The glitzy binding and short chapters give the initial impression that this is an arty sort of memoir that is light on content (ideas, information, originality). Persisting, I quickly realised that initial impressions were wrong, as is nearly always the case. Which is why they are initial. Such Bayesian thinking comes naturally to Walsh, although I didn’t notice it ever being labelled as such by him. With this book, the major force acting against the reader not the writing, but physical discomfort: the very tight binding makes it especially difficult to hold the pages open long enough to read them.

But by about one-third of the way into reading this, I had stronger hands and had started accumulating a list of pros and cons, with the cons limited in number and mostly trivial. A worthy read.

Cons

  • The tight binding. Would be much better to read as an ebook and just put the printed copy on the shelf to look at.
  • There is often a leap from one idea to another seemingly unrelated thought, or an early event to a much later action or interest, with the reader left to guess at the missing steps in between. So causes are sometimes unclear. This is probably intentional, either stylistic or perhaps designed to conceal.

Pros

  • A lack of trust in his memory, and a willingness to trot out evidence that his lack of trust is well-founded. But he presses on with the memoir anyway.
  • A similar lack of trust in anything anything unsupported by evidence and a disdain for others who willfully promulgate opinions that are contrary to the observed evidence.
  • A very clear understanding of sampling bias and the many contexts in which people are misled. … eg …
  • Lots of thoughtful asides about an eclectic range of authors, film-makers, xxx including Dostoyevsky, Nabokov, Krzysztof Kieślowski, Phillip K. Dick, Harlan Ellison

Quotes

  • People overestimate the influence fortune, both good and bad, have on their lives.

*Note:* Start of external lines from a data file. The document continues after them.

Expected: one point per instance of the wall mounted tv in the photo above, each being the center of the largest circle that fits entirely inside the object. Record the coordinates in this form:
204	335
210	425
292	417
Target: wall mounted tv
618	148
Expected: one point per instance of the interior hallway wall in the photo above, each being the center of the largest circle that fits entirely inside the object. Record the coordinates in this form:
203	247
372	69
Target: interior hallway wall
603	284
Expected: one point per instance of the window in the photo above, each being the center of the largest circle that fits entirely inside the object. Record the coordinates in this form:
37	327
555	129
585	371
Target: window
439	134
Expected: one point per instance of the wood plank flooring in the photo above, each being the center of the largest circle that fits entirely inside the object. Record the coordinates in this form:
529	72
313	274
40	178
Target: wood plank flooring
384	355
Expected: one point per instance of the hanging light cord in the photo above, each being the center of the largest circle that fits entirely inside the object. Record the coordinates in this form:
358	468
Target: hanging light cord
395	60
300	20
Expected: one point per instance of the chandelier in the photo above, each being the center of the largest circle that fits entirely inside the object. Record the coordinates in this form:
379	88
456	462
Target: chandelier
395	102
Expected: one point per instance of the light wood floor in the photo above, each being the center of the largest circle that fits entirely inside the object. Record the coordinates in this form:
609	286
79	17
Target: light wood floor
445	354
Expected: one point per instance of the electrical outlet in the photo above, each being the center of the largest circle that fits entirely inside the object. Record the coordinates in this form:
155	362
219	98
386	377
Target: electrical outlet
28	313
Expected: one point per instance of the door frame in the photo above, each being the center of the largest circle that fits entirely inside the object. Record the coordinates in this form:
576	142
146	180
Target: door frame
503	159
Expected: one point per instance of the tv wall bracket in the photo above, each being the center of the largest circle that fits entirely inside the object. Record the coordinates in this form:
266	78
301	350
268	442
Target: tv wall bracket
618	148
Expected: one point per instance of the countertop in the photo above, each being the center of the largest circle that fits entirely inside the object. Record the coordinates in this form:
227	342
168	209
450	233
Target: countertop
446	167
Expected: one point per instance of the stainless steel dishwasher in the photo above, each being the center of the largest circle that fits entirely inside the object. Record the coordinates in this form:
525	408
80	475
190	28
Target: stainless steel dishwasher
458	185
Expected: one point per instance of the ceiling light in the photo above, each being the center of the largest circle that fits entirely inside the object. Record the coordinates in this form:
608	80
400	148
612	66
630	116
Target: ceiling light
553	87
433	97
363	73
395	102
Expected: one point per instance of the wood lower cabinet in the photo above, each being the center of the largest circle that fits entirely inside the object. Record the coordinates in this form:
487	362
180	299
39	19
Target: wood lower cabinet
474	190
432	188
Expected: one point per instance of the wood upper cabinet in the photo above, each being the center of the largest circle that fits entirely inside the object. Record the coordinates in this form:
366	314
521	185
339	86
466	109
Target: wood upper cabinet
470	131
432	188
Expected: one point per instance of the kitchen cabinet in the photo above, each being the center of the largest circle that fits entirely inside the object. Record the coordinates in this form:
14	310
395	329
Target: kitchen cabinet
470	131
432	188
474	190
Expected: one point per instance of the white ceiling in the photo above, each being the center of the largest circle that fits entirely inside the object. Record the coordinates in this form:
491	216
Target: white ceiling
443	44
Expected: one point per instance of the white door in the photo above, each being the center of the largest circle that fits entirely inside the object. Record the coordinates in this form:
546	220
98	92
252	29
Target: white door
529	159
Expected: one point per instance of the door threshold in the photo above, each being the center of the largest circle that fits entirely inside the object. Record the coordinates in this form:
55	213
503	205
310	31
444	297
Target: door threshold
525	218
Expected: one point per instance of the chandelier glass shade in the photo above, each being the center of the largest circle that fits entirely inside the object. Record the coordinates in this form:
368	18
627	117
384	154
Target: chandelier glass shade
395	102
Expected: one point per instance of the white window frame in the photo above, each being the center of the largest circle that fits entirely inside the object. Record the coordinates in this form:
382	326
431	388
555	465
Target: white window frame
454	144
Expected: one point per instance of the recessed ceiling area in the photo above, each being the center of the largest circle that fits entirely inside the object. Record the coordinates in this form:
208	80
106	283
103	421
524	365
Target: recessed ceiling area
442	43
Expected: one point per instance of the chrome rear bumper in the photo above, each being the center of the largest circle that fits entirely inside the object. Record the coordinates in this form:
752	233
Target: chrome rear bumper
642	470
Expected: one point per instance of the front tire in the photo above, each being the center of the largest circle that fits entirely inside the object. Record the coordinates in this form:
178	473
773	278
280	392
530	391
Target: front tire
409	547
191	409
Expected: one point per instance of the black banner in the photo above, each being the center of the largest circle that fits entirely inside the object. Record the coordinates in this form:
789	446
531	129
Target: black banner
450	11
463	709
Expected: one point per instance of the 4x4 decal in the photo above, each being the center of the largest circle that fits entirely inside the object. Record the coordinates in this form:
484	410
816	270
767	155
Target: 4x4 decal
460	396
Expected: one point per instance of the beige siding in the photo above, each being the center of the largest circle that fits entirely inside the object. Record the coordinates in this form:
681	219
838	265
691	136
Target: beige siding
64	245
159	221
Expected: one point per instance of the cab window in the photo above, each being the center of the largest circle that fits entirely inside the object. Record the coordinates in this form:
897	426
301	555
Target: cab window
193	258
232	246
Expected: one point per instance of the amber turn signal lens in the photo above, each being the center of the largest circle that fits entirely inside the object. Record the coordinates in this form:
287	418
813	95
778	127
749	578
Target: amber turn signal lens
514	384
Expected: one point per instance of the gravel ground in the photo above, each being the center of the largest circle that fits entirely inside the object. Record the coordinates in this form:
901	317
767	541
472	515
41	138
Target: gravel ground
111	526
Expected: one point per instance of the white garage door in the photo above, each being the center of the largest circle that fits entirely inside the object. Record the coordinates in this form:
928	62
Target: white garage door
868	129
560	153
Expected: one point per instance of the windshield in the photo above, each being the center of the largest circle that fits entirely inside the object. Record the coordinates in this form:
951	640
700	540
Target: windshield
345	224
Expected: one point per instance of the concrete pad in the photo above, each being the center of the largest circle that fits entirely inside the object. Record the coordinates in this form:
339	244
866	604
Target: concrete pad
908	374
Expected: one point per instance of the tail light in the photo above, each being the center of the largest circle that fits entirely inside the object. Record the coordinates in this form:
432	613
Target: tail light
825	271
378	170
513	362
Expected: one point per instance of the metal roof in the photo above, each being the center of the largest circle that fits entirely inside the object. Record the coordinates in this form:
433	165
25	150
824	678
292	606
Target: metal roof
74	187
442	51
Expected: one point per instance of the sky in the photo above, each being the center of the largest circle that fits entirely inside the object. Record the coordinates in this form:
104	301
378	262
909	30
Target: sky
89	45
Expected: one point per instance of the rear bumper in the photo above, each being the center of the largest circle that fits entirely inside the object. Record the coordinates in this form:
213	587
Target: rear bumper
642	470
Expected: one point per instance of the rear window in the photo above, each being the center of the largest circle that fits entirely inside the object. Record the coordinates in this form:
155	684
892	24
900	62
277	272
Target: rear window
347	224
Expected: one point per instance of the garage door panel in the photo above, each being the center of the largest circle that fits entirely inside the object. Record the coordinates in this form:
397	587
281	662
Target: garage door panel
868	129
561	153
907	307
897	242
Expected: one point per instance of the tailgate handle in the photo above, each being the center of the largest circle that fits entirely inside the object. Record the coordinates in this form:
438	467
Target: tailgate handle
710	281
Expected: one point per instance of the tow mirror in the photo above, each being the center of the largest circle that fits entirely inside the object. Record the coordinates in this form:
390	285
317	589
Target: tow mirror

The short chapters and staccato writing style mean that it is a bit of a battle to extract an underlying theme or message. But I think it would have to be the philosophy that by understanding the gaps in evidence and knowledge, and acting on what that realisation implies, one can go far. For example one could emerge from an unremarkable upbringing and become a successful millionaire gambler and build an art museum. Then one could write a book that concealed rather than revealed the intervening steps.

More to be added here when I delve into the final sections…


Addendum


The Age, 5 November 2016 carried a review by John Bailey of a new exhibition at MONA On the Origin of Art wherein various scientists (and other ~ists) curate sections, apparently with the collective message that the origins of art are biological and evolutionary. The extreme viewpoint being that of evolutionary psychologist Geoffrey Miller arguing that art is about attracting a mate. This tells us more about Miller than it does about early artists. Nearly all the prehistoric art seems to have nothing to do with sex and it is hard to imagine prehistoric male humans going to such abstract lengths to attract a mate. Much better to offer potential mate a safe place to sleep and some food, which would surely be uppermost in the priorities of prehistoric females. Other contributors might have more to say, Stephen Pinker for example.